NRDC releases new report on Biochar: Assessing the Promise and Risks to Guide U.S. Policy

Last week, I blogged here about a new NRDC Fact Sheet on biochar, which previewed the publication of NRDC’s biochar scoping study. Today, I’m happy to announce the release of that study, entitled Biochar: Assessing the Promise and Risks to Guide U.S Policy.

For those who want to dig a bit deeper on biochar, the report describes biochar production pathways—different combinations of  biomass feedstocks and conversion processes that can be used to produce biochar—and the energy co-products that result and their potential uses. It goes on to assess what is known about the potential benefits of biochar use and the key environmental risks of biochar systems, including a discussion of prospective feedstocks and conversion technologies and their relative strengths and drawbacks in terms of environmental performance. It then takes a critical look at estimates of global potential for biochar production and carbon sequestration, and gives a brief overview of existing domestic and international policies on biochar, before concluding with NRDC’s recommendations for a research and demonstration strategy to help mitigate uncertainties about biochar’s lifecycle environmental impacts and ensure U.S. policy on biochar is developed on the basis of sound science.

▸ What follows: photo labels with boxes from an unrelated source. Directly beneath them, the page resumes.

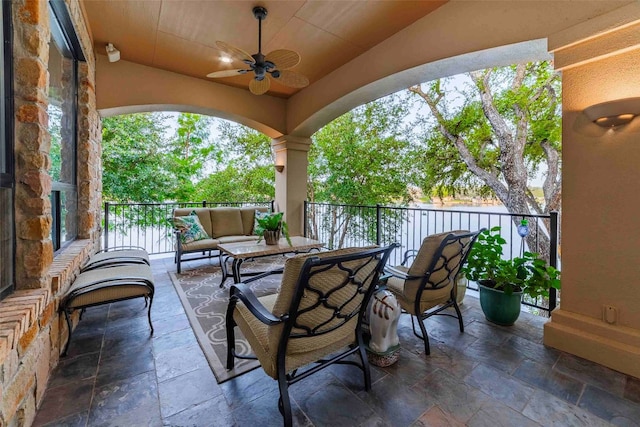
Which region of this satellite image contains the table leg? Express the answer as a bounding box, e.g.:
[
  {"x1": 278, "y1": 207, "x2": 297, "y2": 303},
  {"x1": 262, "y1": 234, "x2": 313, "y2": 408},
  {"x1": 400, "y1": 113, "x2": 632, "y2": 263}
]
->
[
  {"x1": 231, "y1": 258, "x2": 244, "y2": 283},
  {"x1": 220, "y1": 254, "x2": 231, "y2": 288}
]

The report groups the environmental concerns surrounding biochar into two buckets. The first includes those associated with bioenergy in general—namely concerns about the sustainable supply of biomass for biochar production, including the impacts of biomass production, harvest, transport, and conversion. The second relates specifically to biochar, including the technical uncertainty about the characteristics of various proposed biochar systems, inconclusive or insufficient data on the agronomic performance of biochar in soils and the stability of biochar-based carbon in soils, and the challenge of monitoring and verifying carbon offsets based on biochar application.

A key theme is that the environmental performance of biochar systems depends on the feedstock used, the conversion process employed, and the manner in which the biochar is handled, transported, and applied, and that any assessment of the impacts of individual biochar systems—particularly their net carbon benefits—must take into account the energy required to produce, collect, transport and process the feedstock, as well as the potential for soil carbon loss during the production, harvest and application of the biochar. However, we identify the lack of commercially operating biochar production systems—and, therefore, a shortage of actual chars for field trials—as a major barrier to understanding the performance of different biochars. (More on that in a bit when I discuss our recommendations).

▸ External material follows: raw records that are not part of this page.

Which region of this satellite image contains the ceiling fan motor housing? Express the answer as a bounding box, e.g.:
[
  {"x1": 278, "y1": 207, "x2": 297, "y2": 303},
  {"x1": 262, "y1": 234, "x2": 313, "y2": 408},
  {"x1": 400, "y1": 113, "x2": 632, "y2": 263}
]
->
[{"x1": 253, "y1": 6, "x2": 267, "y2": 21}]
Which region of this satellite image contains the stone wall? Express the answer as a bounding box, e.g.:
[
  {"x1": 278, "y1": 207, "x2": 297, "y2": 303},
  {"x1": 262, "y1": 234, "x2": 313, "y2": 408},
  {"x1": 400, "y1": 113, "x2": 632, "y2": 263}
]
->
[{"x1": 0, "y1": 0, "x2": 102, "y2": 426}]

Based on what is known, the report points to already concentrated sources of waste biomass, such as animal manures, organic municipal solid waste and urban wood residues, as preferable to primary biomass, since these do not incur the energetic costs and carbon emissions from land-use change associated with producing primary biomass. It highlights slow pyrolysis as the optimal process for maximizing biochar output and large production systems, uniform feedstocks, and tightly controlled application regimes as likely more reliable from a monitoring and verification standpoint.

As I wrote last week, recent interest in biochar has largely focused on its potential as a climate mitigation tool and enthusiasm has been buoyed by a series of studies offering very large estimates of both our global potential to produce biochar and biochar’s potential to sequester carbon. The report provides a critical discussion of these estimates, arguing that they are largely premature at this time and too uncertain to be considered anything more than upper bound indications of technical potential, while actual achievable potential is likely significantly lower. Instead of focusing just on carbon sequestration, our view is that considering the multiple benefits that flow from well-designed biochar systems—water quality benefits from improved nutrient management, an ability to utilize multiple biomass waste streams as feedstocks, and to produce a variety of renewable energy resources—makes a more robust case for further developing biochar systems.

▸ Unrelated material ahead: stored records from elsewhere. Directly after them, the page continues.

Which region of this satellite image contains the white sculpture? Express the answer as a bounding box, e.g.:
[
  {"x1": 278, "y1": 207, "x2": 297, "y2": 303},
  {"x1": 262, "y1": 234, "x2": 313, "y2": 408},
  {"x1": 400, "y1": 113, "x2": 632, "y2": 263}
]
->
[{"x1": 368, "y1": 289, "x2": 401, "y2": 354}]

The report concludes with our recommendations for coupling this more holistic approach with an aggressive, well-coordinated and well-funded research and demonstration strategy. A combination of federal support for the construction and operation of five to 10 biochar production systems and a coordinated five-year national field trial program will ensure that we make available a wide variety of biochars to test on a wide range of soils. This will go a long way towards providing the data we need to systematically classify different biochar systems based on environmental performance and help inform the development of environmentally sound policy on biochar in the U.S.